Au niveau lorrain, comme au niveau national, la qualité des eaux de surface et souterraines est dégradée par la présence de nitrates et de produits phytosanitaires. Par exemple en 2009, près de la moitié des nappes souterraines de Lorraine étaient contaminées par l’AMPA, un métabolite du glyphosate ; et entre 2011 et 2014, des teneurs d’isoproturon supérieures à 0,1 μg/L ont à plusieurs reprises été relevées dans le Rhin.
Face à cette dégradation de la qualité des eaux, le besoin d’en savoir plus sur les dynamiques de transfert des produits phytosanitaires dans les eaux est devenu urgent pour les acteurs de l’agriculture et leurs partenaires. Ils souhaitent mieux connaître l’impact du raisonnement de leurs pratiques culturales. C’est dans cette optique, que l’EPL de Metz Courcelles-Chaussy a mis en place avec l’Agence de l’eau Rhin-Meuse et la Chambre d’agriculture de Lorraine, l’expérimentation « Cabane des eaux » sur la campagne 2011-2012.
Située à l’aval du petit bassin versant formé par les quatre parcelles test, la cabane des eaux reçoit les eaux de drainage de chacune d’elles. Deux systèmes sont comparés sur blé tendre : un conventionnel (deux parcelles implantées le 29 septembre 2011, 3 traitements à au moins 60% de la dose homologuée – Fosburi, Atlantis WG et Axial one) et un intégré (deux parcelles implantées un mois plus tard, 1 traitement Atlantis WG à 39% de la dose homologuée). Un prélèvement par parcelle tous les 5 m3 d’eau permet de mesurer sa teneur en différents produits phytosanitaires.
En termes de résultat, malgré l’importante diminution de l’indice de fréquence de traitement entre les deux systèmes (-40%), le mésosulfuron methyl, un dérivé de l’Atlantis WG appliqué début avril 2012, est retrouvé dans les eaux des quatre parcelles.
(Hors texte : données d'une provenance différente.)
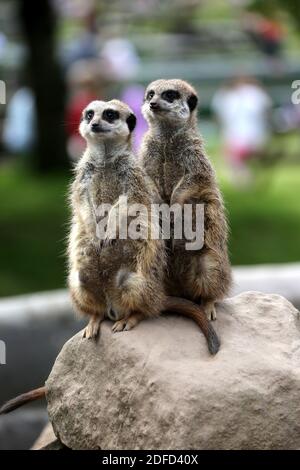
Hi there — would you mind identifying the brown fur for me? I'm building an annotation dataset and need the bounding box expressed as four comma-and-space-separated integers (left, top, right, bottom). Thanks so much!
69, 100, 165, 336
142, 79, 231, 319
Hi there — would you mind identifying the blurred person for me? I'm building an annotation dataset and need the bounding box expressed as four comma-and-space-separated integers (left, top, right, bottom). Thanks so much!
66, 60, 103, 161
121, 84, 148, 153
212, 78, 272, 184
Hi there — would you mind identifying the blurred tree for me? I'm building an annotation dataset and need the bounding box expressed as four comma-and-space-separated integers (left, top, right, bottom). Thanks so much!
18, 0, 68, 172
250, 0, 300, 33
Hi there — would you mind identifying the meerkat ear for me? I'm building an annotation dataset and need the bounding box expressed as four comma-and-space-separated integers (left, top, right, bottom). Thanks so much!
126, 113, 136, 132
187, 94, 198, 112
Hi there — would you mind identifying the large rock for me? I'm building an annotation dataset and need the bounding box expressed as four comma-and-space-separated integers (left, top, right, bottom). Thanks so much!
47, 292, 300, 450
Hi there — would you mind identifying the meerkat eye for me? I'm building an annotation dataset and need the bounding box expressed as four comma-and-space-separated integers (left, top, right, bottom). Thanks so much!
85, 109, 94, 122
146, 90, 155, 100
161, 90, 180, 103
102, 109, 120, 122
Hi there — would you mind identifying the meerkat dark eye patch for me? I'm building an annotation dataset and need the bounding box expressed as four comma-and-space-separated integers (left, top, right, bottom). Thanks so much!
146, 90, 155, 101
84, 109, 95, 122
187, 94, 198, 112
126, 113, 136, 132
102, 109, 120, 122
161, 90, 180, 103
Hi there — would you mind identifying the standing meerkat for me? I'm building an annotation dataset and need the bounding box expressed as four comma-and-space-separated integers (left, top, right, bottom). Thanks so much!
0, 100, 220, 414
141, 79, 231, 320
69, 100, 219, 346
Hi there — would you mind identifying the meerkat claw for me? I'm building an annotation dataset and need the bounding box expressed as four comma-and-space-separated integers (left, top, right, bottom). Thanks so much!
112, 319, 126, 333
204, 303, 217, 321
82, 317, 102, 339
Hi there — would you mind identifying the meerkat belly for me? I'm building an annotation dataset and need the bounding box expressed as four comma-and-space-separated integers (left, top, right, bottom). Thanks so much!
163, 146, 184, 202
163, 161, 184, 202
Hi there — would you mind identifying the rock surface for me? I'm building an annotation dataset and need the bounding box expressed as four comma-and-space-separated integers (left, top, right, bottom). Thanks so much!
47, 292, 300, 450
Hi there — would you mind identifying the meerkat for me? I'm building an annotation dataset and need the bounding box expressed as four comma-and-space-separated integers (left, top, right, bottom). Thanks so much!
141, 79, 231, 320
0, 100, 220, 414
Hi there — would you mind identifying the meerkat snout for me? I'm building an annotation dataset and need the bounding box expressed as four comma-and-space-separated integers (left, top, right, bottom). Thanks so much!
142, 79, 198, 123
79, 100, 136, 142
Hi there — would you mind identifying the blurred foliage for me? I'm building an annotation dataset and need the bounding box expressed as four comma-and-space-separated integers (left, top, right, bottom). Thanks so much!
0, 143, 300, 296
0, 165, 69, 296
250, 0, 300, 30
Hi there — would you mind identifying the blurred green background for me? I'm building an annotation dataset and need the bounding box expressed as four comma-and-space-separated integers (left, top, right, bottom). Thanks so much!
0, 0, 300, 296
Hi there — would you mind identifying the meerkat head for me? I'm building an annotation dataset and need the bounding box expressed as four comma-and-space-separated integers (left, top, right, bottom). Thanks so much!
142, 79, 198, 125
79, 100, 136, 145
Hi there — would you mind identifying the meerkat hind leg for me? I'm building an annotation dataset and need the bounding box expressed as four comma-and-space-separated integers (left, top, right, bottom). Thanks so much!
202, 300, 217, 321
83, 315, 103, 339
112, 312, 144, 333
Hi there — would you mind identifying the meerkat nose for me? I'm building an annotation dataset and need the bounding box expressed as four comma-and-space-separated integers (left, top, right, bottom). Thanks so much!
150, 101, 159, 109
91, 123, 100, 132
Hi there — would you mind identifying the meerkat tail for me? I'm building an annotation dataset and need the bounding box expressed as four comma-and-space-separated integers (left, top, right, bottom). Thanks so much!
164, 297, 221, 355
0, 387, 46, 415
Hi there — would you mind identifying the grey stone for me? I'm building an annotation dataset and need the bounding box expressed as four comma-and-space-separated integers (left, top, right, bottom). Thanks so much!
46, 292, 300, 450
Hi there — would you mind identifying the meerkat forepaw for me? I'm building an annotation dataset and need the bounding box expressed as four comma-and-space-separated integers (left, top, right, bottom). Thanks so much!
82, 317, 102, 339
112, 319, 126, 333
112, 313, 143, 333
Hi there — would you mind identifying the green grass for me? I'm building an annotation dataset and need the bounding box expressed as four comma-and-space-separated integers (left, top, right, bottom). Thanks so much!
0, 166, 69, 296
223, 166, 300, 264
0, 156, 300, 296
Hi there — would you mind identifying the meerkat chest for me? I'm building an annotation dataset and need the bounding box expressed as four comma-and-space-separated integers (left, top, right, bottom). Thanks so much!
162, 143, 185, 202
91, 171, 128, 205
145, 141, 184, 203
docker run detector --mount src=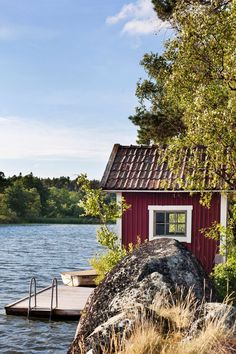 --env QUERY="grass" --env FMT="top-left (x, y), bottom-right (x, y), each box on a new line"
top-left (102, 289), bottom-right (236, 354)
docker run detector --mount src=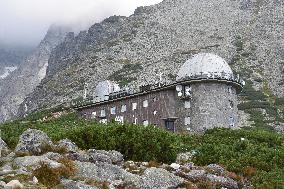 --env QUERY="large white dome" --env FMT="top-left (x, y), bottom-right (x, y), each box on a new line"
top-left (176, 53), bottom-right (233, 80)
Ceci s’explique notamment par son importante solubilité et sa faible capacité à être retenu dans les sols quelque soit leur teneur en matière organique. L’utilisation d’Atlantis WG est d’ailleurs soumise à de plus en plus de restrictions réglementaires. De plus, on retrouve de l’AMPA dans les eaux de drainage des parcelles intégrées (0,11 à 0,13 μg/L) bien que le dernier traitement Glyphosate ait été effectué cinq ans auparavant. Ceci témoigne de l’importante durée de vie de l’AMPA dans le sol. L’étude n’a donc pas permis de montrer de différences significatives entre les deux systèmes qui reposent sur le même traitement de printemps, Atlantis WG, par ailleurs devenu peu efficace. En effet un important développement d’adventices a été constaté sur les parcelles intégrées ainsi que sur les parcelles conventionnelles.
A l’issue de cette première expérimentation, l’EPL a alors décidé de mettre en place en 2014 un système en agriculture de conservation, fondé sur la perturbation minimale et la couverture maximale du sol ainsi que sur l’utilisation de cultures et couverts adaptés aux conditions pédoclimatiques des parcelles. Ce système est élargi aux quatres parcelles expérimentales en 2016 : l’objectif est désormais d’évaluer l’impact de ces systèmes sur la qualité des eaux et leur capacité à retenir ou dégrader nitrates et produits phytosanitaires.
En attendant les résultats, les expérimentations se poursuivent à l’échelle régionale, particulièrement avec le test de dispositifs de dépollution des eaux tels que les zones humides tampons artificielles (ZTHA) de la Chambre Régionale d’Agriculture. Ces bassins de rétention visent à collecter les eaux de drainage d’une parcelle puis à les renvoyer dans le cours d’eau au bout d’un certain temps. Les concentrations en produits phytosanitaires sont comparées à l’entrée et à la sortie du bassin.
Les premières mesures sont intéressantes, néanmoins, cette solution est curative face aux problèmes engendrés par l’utilisation des produits phytosanitaires et questionne réellement la notion de droit à polluer.
Pour en savoir plus : http://cra-lorraine.fr/
En conclusion…
Ainsi, au cours de ces journées, le groupe a été interpellé sur les résultats des transferts des produits phytosanitaires dans les eaux – une vraie prise de conscience a été vécue – et s’est questionné sur la conciliation des enjeux de conservation des sols et de réduction des produits phytosanitaires. Malgré la rudesse du climat lorrain, les échanges bienveillants et les réflexions avisées ont motivé l’ensemble des participants à poursuivre leurs efforts dans l’amélioration de leurs pratiques et leur transmission pédagogique.